Overhead athletes are exposed to shoulder injuries due to the forceful and repetitive nature of their movements [1, 2], especially in throwing sports like baseball, volleyball, and badminton. The throwing shoulder must be sufficiently loose to allow a 180-degree flexion or abduction and yet stable enough to prevent injuries [1, 3]. If athletes returns to sport without a proper rehabilitation program concerning their functional stability and mobility, the risk of re-injury will be high. So, an accurate physical examination is necessary to make a delicate decision on the recovery of athletes following different shoulder injuries [4, 5]. Physical examinations should detect functional and biomechanical impairments in professional or daily life activities. Assessing ROM and muscle strength are standard components of physical examinations, yet they may not be sufficient in providing comprehensive information. To overcome this drawback, upper limb functional tests have been developed. These tests are many, some demonstrate stability and some mobility and power features of the shoulder. Consequently, they can provide quantitative evidence for the success and efficacy of rehabilitation programs [1, 2]. Among the tests that validated for measuring the functional stability of the upper extremity, Closed Kinetic Chain Upper Extremity Stability (CKCUES) and Push-up (PU) tests are more common since they are easily understood and administered, cost-effective, and are acceptable alternatives to the bench press repetitions-to-failure test [4, 6].

On the other hand, upper extremity power, as one of the essential properties of overhead athletes, can be assessed through Seated Medicine Ball Throw (SMBT) and Unilateral Seated Shot Put (USSP) tests [7]. Due to their feasibility, these tests are administered frequently to quantify upper body explosiveness in the practical setting.

However, due to the specific nature of all mentioned tests, clinicians and researchers select each test based on their specific assessment purposes. In other words, SMBT and USSP tests are used for the assessment of the upper extremity power; whereas CKCUES and PU tests are more suitable for neuromuscular control and stability evaluation of the upper limb. Therefore, it seems that an isolated performance test cannot accurately assess shoulder function in overhead athletes to decide on time to return to sport [8].

If an athlete returns to play without a proper rehabilitation program regarding their functional stability and mobility, the risk of re-injury will be high. Return to sport needs an accurate, precise and multi-dimensional assessment of the shoulder function. Although studies have shown that there is no consensus on criteria for returning to sport after shoulder injuries, in some studies, ROM, muscle strength, and time after injury are used as criteria. However due to the complexity of the shoulder joint, these criteria are not sufficient, and using the four functional tests can provide good information about shoulder function and athletes’ readiness to return to sport [9].

Isokinetic dynamometers are standard measurement equipment that objectively assess muscle strength as another important criterion. However, using them in non-laboratory settings is not feasible, so clinicians need an alternative assessment test such as SMBT [8].

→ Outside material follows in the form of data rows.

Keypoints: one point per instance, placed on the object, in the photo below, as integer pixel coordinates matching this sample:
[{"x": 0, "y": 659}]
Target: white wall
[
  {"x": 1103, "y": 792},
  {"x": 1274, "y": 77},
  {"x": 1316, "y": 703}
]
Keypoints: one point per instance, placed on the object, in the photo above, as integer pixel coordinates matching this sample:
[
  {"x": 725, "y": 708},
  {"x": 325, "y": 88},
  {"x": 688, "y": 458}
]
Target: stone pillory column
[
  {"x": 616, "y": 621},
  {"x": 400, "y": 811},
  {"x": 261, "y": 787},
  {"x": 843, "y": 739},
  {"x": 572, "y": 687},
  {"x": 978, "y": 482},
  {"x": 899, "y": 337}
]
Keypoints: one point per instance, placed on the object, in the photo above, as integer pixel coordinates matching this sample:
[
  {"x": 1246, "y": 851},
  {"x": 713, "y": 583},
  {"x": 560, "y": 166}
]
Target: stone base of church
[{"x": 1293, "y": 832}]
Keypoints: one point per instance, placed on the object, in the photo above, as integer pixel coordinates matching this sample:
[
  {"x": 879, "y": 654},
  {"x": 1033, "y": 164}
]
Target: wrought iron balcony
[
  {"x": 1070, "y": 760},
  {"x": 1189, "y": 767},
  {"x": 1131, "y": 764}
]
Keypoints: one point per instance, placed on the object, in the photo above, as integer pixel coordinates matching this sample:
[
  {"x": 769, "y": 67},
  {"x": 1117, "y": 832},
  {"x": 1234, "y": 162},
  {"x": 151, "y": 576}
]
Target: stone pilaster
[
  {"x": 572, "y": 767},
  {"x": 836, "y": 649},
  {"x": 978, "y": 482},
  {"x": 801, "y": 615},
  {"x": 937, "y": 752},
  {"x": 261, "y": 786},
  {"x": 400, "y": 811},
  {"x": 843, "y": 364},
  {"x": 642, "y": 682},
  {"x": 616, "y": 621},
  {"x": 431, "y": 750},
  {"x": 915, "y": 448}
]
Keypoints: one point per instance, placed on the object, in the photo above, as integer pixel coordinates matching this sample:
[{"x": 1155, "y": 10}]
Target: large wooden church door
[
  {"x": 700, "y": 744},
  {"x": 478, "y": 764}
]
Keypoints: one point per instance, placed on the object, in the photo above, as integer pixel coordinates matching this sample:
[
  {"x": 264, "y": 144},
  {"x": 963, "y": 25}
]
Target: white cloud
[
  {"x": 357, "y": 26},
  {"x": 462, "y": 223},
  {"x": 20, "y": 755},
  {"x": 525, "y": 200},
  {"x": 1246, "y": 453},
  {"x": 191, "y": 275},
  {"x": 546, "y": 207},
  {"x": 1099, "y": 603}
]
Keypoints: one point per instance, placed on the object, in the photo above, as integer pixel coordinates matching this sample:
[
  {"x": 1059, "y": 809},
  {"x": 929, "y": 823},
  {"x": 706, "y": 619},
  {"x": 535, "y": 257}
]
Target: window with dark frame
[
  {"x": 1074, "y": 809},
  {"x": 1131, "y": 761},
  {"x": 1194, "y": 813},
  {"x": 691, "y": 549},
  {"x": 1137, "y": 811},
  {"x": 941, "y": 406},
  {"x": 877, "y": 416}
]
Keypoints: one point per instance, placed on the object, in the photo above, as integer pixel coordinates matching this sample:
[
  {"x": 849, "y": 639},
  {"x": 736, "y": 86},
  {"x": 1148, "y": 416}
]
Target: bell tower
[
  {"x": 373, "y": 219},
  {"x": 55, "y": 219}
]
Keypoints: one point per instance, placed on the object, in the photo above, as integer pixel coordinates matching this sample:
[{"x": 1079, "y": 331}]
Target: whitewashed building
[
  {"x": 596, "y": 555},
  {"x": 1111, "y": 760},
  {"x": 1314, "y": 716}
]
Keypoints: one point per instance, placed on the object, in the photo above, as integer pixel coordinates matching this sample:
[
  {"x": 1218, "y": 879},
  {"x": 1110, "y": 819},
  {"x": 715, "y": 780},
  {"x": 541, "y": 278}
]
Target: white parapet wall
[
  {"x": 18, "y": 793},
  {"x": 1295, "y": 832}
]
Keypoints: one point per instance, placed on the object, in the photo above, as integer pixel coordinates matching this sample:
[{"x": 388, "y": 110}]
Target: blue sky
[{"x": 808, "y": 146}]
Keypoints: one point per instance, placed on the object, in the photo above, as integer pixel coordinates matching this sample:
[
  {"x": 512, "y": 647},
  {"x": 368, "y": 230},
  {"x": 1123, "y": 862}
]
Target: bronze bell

Since Upper Extremity Functional Tests (UEFTs) are widely applied in different populations; many researchers have assessed their reliability. Goldbeck and Davies conducted the relative reliability of the CKCUES test on 24 male college students and revealed the test–retest intraclass correlation coefficient (ICC) to be 0.92 [4]. In studies conducted on men and women with and without shoulder pathologies, the relative reliability of CKCUES test was found excellent [10, 11]. Moderate to excellent reliability of CKCUES test was observed in adult and adolescent populations [12, 13]. Negrete et al. [5] found high reliability of modified pull-up, PU, and single arm shot put tests on healthy recreationally active adults. Davis et al. and Harris et al. reported high reliability of SMBT test in older adults and kindergarten children [14, 15].

Unlike the mentioned studies, the reliability of CKCUES, SMBT, PU, and USSP tests in overhead athletes, has not been assessed yet. In addition, most studies have only measured the relative reliability through ICC which cannot determine the measurement errors due to repeated assessments. The absolute reliability of Standard Error of Measurement (SEM) and Minimal Detectable Change (MDC), is very important especially when the tests are run as a measure of performance improvement or clinically significant [10].

Therefore, the purpose of the present study was to determine both the relative and absolute test–retest reliability of four UEFTs in overhead athletes. Furthermore, the Bland–Altman method was adopted to reveal the agreement between the measurements, which was applied only in a few studies. The findings of this study would assist clinicians to choose appropriate tests and interpret the clinical data of overhead athletes.

Methods

Design The present research was conducted with a cross-sectional and methodological design. Written informed consent was signed by all participants and the study was approved by the Ethics Committee of the School of Rehabilitation of Tehran University of Medical Sciences. The following equation was applied to calculate the sample size:

$$C_{r} = {\raise0.7ex\hbox{$1$} \!\mathord{\left/ {\vphantom {1 2}}\right.\kern-0pt} \!\lower0.7ex\hbox{$2$}}\;Ln\;\frac{1 + r}{{1 - r}},\;n = \left( {\frac{{Z_{{\left( {1 - {\raise0.7ex\hbox{$\alpha $} \!\mathord{\left/ {\vphantom {\alpha 2}}\right.\kern-0pt} \!\lower0.7ex\hbox{$2$}}} \right)}} + Z_{{\left( {1 - \beta } \right)}} }}{{C_{r} }}} \right)^{2} + 3$$

Participants Twenty-nine female overhead recreational athletes (10 volleyball, 9 basketball, and 10 badminton players), within a range of 18–35 years volunteered to participate in the study (age 26.6 ± 5.29 years, height: 166.31 ± 5.6 cm, weight: 61.72 ± 10.54 kg) and were tested twice with a three-day interval period to decrease the likelihood of training effects.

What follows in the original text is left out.